Acevedo Ana Carolina, Poulter James A, Alves Priscila Gomes, de Lima Caroline Lourenço, Castro Luiz Claudio, Yamaguti Paulo Marcio, Paula Lilian M, Parry David A, Logan Clare V, Smith Claire E L, Johnson Colin A, Inglehearn Chris F, Mighell Alan J
Oral Care Center for Inherited Diseases, University Hospital of Brasilia, Department of Dentistry, Health Sciences School, University of Brasilia, Brasilia, Brazil.
Section of Ophthalmology and Neuroscience, University of Leeds, Leeds, UK.
BMC Med Genet. 2015 Feb 21;16:8. doi: 10.1186/s12881-015-0154-5.
Raine syndrome (RS) is a rare autosomal recessive bone dysplasia typified by osteosclerosis and dysmorphic facies due to FAM20C mutations. Initially reported as lethal in infancy, survival is possible into adulthood. We describe the molecular analysis and clinical phenotypes of five individuals from two consanguineous Brazilian families with attenuated Raine Syndrome with previously unreported features.
The medical and dental clinical records were reviewed. Extracted deciduous and permanent teeth as well as oral soft tissues were analysed. Whole exome sequencing was undertaken and FAM20C cDNA sequenced in family 1.
Family 1 included 3 siblings with hypoplastic Amelogenesis Imperfecta (AI) (inherited abnormal dental enamel formation). Mild facial dysmorphism was noted in the absence of other obvious skeletal or growth abnormalities. A mild hypophosphataemia and soft tissue ectopic mineralization were present. A homozygous FAM20C donor splice site mutation (c.784 + 5 g > c) was identified which led to abnormal cDNA sequence. Family 2 included 2 siblings with hypoplastic AI and tooth dentine abnormalities as part of a more obvious syndrome with facial dysmorphism. There was hypophosphataemia, soft tissue ectopic mineralization, but no osteosclerosis. A homozygous missense mutation in FAM20C (c.1487C > T; p.P496L) was identified.

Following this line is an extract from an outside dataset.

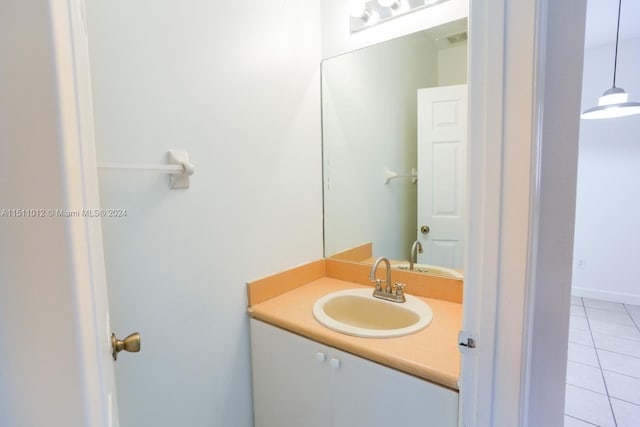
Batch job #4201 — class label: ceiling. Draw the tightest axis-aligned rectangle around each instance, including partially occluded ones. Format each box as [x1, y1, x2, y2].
[585, 0, 640, 47]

The clinical phenotype of non-lethal Raine Syndrome is more variable, including between affected siblings, than previously described and an adverse impact on bone growth and health may not be a prominent feature. By contrast, a profound failure of dental enamel formation leading to a distinctive hypoplastic AI in all teeth should alert clinicians to the possibility of FAM20C mutations.
雷恩综合征(RS)是一种罕见的常染色体隐性骨发育不良,因FAM20C基因突变导致骨硬化和面部畸形。最初报道该疾病在婴儿期致死,但也有可能存活至成年期。我们描述了来自两个巴西近亲家庭的五名个体的分子分析和临床表型,这些个体患有症状较轻的雷恩综合征,具有先前未报道的特征。
回顾了医学和牙科临床记录。对拔除的乳牙和恒牙以及口腔软组织进行了分析。进行了全外显子组测序,并对家族1中的FAM20C cDNA进行了测序。
家族1包括3名患有牙釉质发育不全(AI)(遗传性牙釉质形成异常)的兄弟姐妹。在没有其他明显骨骼或生长异常的情况下,发现有轻度面部畸形。存在轻度低磷血症和软组织异位矿化。鉴定出一个纯合的FAM20C供体剪接位点突变(c.784 + 5 g > c),该突变导致cDNA序列异常。家族2包括2名患有牙釉质发育不全和牙齿牙本质异常的兄弟姐妹,这是更明显的面部畸形综合征的一部分。存在低磷血症、软组织异位矿化,但无骨硬化。鉴定出FAM20C中的一个纯合错义突变(c.1487C > T;p.P496L)。
非致死性雷恩综合征的临床表型比先前描述的更具变异性,包括在受影响的兄弟姐妹之间,对骨骼生长和健康的不利影响可能不是一个突出特征。相比之下,牙釉质形成的严重失败导致所有牙齿出现独特的发育不全性AI,应提醒临床医生注意FAM20C突变的可能性。